Monday, April 26, 2010

AFP and The Twitter Debacle

The blogosphere is all aTwitter over the fact that a photographer on Haiti, seemingly without options for getting his remarkable images out, opted to use Twitter to do so. (PDNPulse - here).

When Agence France Presse (AFP) published those images, and, yes, profited from their distribution as did all their subscribers, the photographer got mad, because he was not profiting from the images, as he should have. Or should he?
(Continued after the Jump)

The Terms and Conditions for the use of Twitter grants Twitter the right to redistrubute without payments to the originating party, whatever passes through their system, but apparently the photographer didn't read the terms for the service he used? Instead, the photographer should have built up the necessary infrastructure and had it at the ready (Sat phone, anyone?).
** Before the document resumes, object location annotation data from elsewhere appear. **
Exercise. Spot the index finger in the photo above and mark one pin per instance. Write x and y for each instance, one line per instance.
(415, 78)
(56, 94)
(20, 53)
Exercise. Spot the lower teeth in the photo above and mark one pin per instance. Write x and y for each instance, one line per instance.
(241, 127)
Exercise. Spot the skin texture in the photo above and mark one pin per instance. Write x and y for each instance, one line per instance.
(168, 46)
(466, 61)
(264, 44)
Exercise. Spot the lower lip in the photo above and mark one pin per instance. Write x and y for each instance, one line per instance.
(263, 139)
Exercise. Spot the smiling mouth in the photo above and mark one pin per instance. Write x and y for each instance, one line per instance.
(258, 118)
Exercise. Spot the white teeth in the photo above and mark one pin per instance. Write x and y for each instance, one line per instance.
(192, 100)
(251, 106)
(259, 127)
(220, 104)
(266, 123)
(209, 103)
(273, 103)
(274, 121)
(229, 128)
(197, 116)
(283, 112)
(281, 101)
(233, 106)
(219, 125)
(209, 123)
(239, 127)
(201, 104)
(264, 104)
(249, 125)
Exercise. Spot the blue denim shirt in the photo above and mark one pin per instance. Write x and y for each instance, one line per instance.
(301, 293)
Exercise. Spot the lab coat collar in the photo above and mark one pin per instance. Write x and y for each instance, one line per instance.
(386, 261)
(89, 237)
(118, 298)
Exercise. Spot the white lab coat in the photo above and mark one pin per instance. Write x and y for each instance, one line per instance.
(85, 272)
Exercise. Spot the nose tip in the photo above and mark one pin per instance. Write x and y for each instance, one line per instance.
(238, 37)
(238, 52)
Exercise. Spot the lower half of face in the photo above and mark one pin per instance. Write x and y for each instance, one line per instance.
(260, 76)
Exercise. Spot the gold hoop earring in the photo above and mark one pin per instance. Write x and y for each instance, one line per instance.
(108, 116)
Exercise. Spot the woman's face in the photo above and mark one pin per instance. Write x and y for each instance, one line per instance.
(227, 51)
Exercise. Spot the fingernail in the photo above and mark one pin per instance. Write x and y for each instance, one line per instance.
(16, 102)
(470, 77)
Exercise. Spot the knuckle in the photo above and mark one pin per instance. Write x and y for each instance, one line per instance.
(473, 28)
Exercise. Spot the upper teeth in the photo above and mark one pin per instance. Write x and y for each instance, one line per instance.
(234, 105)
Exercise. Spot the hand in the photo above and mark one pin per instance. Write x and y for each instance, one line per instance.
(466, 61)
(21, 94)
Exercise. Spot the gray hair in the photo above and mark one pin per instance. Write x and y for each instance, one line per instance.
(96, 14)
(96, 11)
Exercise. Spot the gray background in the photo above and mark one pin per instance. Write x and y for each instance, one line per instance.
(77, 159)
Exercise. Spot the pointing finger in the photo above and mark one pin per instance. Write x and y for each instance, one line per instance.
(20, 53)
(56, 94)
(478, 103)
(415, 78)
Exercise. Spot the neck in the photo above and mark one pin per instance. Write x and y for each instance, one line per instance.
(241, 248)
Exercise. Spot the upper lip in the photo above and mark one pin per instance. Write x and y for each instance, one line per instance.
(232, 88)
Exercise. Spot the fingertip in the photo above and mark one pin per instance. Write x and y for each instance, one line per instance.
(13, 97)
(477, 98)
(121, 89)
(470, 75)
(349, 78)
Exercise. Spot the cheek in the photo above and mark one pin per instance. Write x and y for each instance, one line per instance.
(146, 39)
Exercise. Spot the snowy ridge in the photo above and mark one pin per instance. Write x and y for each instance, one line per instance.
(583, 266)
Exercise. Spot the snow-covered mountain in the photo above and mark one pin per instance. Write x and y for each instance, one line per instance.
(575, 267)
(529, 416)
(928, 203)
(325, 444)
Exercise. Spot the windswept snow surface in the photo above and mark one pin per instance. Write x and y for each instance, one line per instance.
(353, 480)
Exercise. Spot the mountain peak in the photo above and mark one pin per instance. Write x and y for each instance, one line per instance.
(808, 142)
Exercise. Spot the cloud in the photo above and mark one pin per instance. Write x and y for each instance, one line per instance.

For example, I have the necessary equipment to traverse a blizzard, get around during the aftermath of a hurricane, and reduntant communications systems both in the office and on location in the event of system outages.

Arguments by the photographer that he didn't read the terms of service should fall on just as deaf a set of ears as the arguments that are made by clients who say they shouldn't be held to the terms of our delivery memos, contracts, or embedded-metadata restrictions on our images. "Officer, I didn't see the speed limit posted..." is not a valid excuse.

It's unfortunate here, but just as most photographers don't read the heinous wire-service contracts that freelancers are signing because they're non-negotiable, so too, are they making mistakes when posting images on free services with onerous terms and conditions.